Let me go on blog-record here saying that I'm basically neutral on the issue of Scottish independence, and that my vote is for sale to the highest bidder. Thus far, I've been offered and declined "some magic beans", and also "a stiff kick in the balls", neither of which met my reserve price of £20.
I can't say I have much sympathy with either of the campaigns, to be frank. The Yessers are a bunch of blithe gobshites who would, I suspect, promise every man in the country a bigger dick and a Lexus full of cocaine if there were a few votes in it.
Meanwhile, the pro-union camp have battered us with one of the all-time fearmongering panics - a relentless campaign of screeching terror of such pitch and intensity that it's a wonder the nation's children manage to sleep a wink. They've done everything bar kidnap our pets and email us pictures of themselves pointing guns at our cats' heads, with the words
Vote no, or the kitty gets it written underneath in 72-point gothic script.
Since this annoying, formless cynicism is pretty much my usual stance on issues that don't rile me up, I thought I'd be well-placed to make a few observations without attracting too many accusations of partisanship, and so...
- Contrary to all the hoo-hah, I thought David Cameron's speech today probably went down well with the target audience, because the target audience wasn't undecided Scottish voters - it was other Tories and unionist types throughout the land.
Dave's many things, but he's not a
daftie. He knows full well that anything he has to say about the referendum will hit a Scottish ear like a the fat end of a glass Irn-Bru bottle, so he's making no attempt to sway us. His objective here is to make a good stab at Standing Tall For Britain or whatever, the better to reassure people who give a vague shit whether an abstract political entity endures for eternity or morphs into something different. And it wasn't too bad an attempt, although it certainly bored the hell out of me.
And Cameron's in an invidious position here. The referendum could well consign him to history as Britain's most beshitted and clownish politician, the PM who was in office when the United Kingdom of Great Britain and Northern Ireland turned up its toes... And by far his best chance of avoiding it is to shut his yap and let someone else bang the gong for Britain.
All of which means you can take Alex Salmond's yappy Scrappy-Doo impersonation -
Lemme at him, lemme at him! - with a pinch of salt. Home advantage would make Dave vs Alex on independence a bit like a fight to the death between Dot Cotton and one of those giant monster-swatting machines from
Pacific Rim.
Anecdata time now, since I'm seeing interesting trends emerging among friends and work colleagues:
- Pro-union folk I know seem to have a disproportionately-sized stick up their arses about the stupidity and gullibility of the electorate.
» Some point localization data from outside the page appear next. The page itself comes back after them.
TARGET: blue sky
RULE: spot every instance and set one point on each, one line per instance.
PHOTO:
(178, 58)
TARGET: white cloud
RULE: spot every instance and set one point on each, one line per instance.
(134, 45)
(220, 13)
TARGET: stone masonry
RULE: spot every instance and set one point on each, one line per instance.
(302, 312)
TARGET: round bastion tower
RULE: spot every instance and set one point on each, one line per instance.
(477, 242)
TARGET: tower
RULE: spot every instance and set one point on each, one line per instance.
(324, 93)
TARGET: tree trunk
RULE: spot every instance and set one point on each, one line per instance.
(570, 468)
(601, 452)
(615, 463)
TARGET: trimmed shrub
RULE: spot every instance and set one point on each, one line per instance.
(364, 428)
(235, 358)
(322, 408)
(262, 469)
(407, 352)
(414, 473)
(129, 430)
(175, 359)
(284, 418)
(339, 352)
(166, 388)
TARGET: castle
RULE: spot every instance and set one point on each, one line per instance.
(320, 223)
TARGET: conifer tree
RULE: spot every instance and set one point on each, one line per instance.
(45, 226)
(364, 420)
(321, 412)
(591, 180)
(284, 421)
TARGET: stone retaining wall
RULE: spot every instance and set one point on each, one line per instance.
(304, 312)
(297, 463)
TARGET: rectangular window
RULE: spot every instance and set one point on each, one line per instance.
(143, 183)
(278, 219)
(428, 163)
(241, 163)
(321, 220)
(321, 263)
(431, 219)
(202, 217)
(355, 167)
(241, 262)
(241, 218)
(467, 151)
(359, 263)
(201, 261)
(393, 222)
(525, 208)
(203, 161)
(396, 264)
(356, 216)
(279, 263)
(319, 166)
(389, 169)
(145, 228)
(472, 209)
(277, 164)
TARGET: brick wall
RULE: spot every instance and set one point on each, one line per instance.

Almost all of them, prompted on the possible outcome of the referendum, will shake their heads and say,
Well, folk are going to vote on this based on gut feelings and horseshit, without considering the REAL issues.
To which I can only respond
- so you mean,
like they do in a General Election, then?
I mean, what is a UK parliamentary election if not a slickly-choreographed rerun of
Braveheart, with all of us cast as Scots at Bannockburn, fending off an insuperable army of dole-scroungers, criminals and grasping foreigners?
If our referendum is going to be a retarded display of flag-sucking, belligerent idiocy, then I have to point out that it'll still be vastly more edifying than the average election for the European Parliament.
But this exposes a truth - that large sections of the Scottish middle class and the upwardly-mobile types from the one below have always had a bit of a nasty, snotty streak about working class folk, who appear in these speculations as a wholly undifferentiated army of orcish, Buckie-swilling Neds.
In reality, if the Yes vote is more popular with working class people - and it is - then that's probably down to the fact that they have fewer Audis or nice detached houses in Milngavie to fret over.
- And kudos to Scotland's amateur Nationalists, who seem to have got their
Immediately calling everyone who disagrees with them a traitorous Quisling problem under control, at least during daylight hours.
This has long been a problem for the tartan biscuit-tin crowd, who have a tendency to treat disagreement like a minor variant on the Dolchstosslegende, but all credit - they do seem to have chilled out on this front.
Until they get onto the internet, of course, or until they get all pissed up and raging. Add either anonymity or alcohol to the mix, and they're still conjuring the wailing shades of bayonetted Highlanders to guilt-trip you into submission faster than you can say
Barnett Formula.
-
Well, I'll leave it there for now. Next time, I may well focus on how skillfully the SNP have played the hand that they were dealt in the 2007 election, and how they managed to transform independence from the minority interest of a bunch of astoundingly dull, sheep-worrying hillbillies*, into a highly successful and vibrant movement within mainstream Scottish politics. But with cursing and sexual imagery.
*Edit to add: I'm aware that this isn't an accurate summary of the history of Scottish nationalism, which has long tended more towards urban or transplanted-urban intellectualism. Nonetheless, generalisations like this tend to annoy people greatly, and I'm very much in favour of that, especially when the annoyed people have an indestructable majority in our parliament.